Repos, often associated with the largely unregulated “shadow banking” system, are loans dressed up to look like sales. In a repo agreement, the borrower, for example Goldman Sachs, “sells” an asset (such as a bond) to another party, for example a money market mutual fund. The borrower also agrees to buy back the asset, often the next day, paying a little bit more as “interest.” These sales and buybacks continue on and on until one party decides to end the agreement.
So why do the parties choose to engage in such contractual gymnastics instead of just agreeing to a conventional loan? There are two big reasons, both of which create excessive risk.

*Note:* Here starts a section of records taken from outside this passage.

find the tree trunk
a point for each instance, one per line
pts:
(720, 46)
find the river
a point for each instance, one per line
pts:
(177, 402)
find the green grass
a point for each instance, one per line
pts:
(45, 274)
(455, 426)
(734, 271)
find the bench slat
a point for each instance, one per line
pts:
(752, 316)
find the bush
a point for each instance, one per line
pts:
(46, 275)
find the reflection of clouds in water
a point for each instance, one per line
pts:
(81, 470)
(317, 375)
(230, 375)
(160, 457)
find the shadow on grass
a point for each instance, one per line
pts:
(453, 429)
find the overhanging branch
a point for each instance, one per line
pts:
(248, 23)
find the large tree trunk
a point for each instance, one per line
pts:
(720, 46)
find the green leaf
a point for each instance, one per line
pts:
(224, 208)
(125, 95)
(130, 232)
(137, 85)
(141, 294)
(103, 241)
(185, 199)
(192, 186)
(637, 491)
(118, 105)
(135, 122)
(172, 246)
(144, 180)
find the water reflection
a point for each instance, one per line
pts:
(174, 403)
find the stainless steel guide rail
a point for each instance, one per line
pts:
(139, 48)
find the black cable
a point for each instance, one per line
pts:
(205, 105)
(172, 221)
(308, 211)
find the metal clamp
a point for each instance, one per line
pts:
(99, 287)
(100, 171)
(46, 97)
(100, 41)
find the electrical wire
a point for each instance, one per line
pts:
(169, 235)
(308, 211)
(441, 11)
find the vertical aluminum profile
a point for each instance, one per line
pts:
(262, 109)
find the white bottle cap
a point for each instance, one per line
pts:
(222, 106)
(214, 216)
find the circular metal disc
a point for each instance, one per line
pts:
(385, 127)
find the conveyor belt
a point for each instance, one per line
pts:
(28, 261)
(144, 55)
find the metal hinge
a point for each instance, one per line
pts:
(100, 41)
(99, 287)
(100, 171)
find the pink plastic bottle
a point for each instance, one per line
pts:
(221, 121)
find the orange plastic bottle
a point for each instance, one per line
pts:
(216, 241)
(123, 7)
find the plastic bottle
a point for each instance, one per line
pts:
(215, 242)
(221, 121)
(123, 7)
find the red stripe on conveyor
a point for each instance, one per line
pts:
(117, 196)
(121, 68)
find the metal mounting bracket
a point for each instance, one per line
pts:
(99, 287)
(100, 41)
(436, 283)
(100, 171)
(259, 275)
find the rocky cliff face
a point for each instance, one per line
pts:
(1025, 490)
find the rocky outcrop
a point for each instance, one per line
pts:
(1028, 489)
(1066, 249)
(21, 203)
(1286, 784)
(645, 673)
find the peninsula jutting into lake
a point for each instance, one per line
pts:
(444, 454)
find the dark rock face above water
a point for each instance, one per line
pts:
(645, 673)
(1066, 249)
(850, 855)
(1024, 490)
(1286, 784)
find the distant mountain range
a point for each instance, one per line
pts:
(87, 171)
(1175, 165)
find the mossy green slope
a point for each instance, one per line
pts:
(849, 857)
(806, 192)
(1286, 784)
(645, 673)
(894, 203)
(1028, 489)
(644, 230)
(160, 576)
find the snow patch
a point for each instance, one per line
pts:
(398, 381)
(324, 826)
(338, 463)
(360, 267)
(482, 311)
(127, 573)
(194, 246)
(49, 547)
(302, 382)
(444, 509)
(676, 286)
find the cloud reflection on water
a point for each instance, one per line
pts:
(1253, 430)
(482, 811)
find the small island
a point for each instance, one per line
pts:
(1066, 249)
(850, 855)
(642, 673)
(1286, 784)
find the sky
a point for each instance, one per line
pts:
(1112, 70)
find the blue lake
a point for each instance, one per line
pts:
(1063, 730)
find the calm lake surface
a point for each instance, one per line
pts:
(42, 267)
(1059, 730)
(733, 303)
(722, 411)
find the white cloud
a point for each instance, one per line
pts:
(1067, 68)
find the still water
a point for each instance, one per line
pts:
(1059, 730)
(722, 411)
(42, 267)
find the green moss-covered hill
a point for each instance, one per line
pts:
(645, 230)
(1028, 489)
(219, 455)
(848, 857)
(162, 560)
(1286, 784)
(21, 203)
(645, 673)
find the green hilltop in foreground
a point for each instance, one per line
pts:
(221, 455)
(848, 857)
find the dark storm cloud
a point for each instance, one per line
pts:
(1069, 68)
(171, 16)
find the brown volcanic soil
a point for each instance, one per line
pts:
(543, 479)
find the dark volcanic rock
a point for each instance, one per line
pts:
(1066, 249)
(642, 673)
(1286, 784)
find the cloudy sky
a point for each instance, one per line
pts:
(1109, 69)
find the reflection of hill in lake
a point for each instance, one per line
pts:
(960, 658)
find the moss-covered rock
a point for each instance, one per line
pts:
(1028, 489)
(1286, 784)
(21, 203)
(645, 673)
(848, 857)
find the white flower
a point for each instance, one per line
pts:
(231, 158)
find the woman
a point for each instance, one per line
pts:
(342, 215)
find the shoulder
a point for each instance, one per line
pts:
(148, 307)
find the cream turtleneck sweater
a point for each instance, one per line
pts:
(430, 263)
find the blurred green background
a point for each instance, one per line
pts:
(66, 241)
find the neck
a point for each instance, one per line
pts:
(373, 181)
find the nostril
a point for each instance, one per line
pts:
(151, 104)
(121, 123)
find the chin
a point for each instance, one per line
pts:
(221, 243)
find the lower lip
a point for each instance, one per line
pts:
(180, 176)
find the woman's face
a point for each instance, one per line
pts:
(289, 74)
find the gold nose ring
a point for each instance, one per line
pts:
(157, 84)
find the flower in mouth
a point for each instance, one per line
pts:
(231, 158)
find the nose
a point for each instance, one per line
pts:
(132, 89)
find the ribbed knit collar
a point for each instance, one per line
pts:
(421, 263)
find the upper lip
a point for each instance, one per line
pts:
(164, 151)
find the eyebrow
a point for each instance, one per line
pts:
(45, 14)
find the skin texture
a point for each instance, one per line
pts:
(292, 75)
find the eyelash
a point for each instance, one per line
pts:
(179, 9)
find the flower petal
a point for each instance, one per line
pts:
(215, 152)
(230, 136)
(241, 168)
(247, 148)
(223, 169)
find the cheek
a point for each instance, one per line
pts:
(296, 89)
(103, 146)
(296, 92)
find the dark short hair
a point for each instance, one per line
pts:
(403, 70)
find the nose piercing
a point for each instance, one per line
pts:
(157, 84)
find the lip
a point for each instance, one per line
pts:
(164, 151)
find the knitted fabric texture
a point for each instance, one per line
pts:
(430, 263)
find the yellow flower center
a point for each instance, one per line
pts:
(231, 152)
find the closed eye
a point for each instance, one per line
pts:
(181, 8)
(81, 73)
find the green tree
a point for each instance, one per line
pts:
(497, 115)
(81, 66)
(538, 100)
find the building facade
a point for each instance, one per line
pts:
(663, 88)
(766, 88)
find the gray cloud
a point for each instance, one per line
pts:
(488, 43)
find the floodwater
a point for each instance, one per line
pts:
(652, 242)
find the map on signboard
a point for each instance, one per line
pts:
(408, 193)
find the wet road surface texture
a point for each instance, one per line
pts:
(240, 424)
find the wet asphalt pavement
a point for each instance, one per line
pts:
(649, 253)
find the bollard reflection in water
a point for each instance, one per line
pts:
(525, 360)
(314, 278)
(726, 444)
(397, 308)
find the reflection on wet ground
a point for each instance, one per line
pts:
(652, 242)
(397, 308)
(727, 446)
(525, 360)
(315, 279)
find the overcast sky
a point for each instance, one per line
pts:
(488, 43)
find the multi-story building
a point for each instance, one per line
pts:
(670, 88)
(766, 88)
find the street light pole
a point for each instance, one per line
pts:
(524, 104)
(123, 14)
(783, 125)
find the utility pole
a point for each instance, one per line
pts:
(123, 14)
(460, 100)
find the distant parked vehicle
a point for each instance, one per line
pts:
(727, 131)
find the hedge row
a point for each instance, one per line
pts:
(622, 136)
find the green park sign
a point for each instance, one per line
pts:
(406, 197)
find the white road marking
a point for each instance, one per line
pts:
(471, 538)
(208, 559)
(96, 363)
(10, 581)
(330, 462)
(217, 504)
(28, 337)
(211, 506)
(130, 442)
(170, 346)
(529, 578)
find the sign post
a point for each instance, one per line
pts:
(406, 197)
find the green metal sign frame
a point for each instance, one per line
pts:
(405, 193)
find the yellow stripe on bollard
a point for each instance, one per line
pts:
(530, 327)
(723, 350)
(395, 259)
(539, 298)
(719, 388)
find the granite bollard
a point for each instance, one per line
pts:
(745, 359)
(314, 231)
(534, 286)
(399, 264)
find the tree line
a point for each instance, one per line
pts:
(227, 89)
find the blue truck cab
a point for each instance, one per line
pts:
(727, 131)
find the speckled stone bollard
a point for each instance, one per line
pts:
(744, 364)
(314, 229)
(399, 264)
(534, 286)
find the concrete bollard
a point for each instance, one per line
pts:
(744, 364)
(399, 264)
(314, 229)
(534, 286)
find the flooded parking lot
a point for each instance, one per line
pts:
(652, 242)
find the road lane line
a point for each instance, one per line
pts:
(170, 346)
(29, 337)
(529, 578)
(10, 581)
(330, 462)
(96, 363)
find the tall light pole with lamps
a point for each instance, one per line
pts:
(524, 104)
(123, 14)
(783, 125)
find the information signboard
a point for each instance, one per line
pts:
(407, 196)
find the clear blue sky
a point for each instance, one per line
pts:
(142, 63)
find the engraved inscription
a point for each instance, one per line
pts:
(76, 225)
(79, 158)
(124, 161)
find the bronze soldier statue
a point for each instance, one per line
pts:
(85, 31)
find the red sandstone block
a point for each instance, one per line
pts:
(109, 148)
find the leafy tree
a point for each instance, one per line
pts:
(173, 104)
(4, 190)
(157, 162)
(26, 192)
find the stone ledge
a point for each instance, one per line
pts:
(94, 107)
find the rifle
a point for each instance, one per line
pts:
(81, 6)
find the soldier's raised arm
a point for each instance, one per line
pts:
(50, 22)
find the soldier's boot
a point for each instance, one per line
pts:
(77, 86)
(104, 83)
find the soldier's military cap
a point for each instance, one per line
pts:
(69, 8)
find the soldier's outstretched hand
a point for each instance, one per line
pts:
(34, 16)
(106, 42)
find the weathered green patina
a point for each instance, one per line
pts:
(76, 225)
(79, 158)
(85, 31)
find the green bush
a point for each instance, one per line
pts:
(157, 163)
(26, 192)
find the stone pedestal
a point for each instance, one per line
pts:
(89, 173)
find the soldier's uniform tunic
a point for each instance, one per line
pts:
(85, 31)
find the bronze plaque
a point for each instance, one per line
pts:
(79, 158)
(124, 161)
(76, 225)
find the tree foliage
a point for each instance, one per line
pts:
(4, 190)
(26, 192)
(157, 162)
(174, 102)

First, Congress has carved out a special exemption for repo transactions from the usual requirements of federal bankruptcy law. Traditionally, if a borrower goes bankrupt, the lender has to compete with other creditors in the bankruptcy process to recoup its investment. Not so with repo agreements. Congress has accepted the buy-and-sell charade of repos and affirmed that repo lenders can sell collateral immediately if repo borrowers go bankrupt. This permission makes repo lenders more willing than normal creditors to engage in sloppy lending practices, and more likely to dash for the exits at the first sign that their borrowers are in trouble–imperiling individual institutions and potentially triggering market panics.
Second, the fiction that repo borrowers “sell” the assets that serve as collateral permits them to cover up problems on their balance sheets.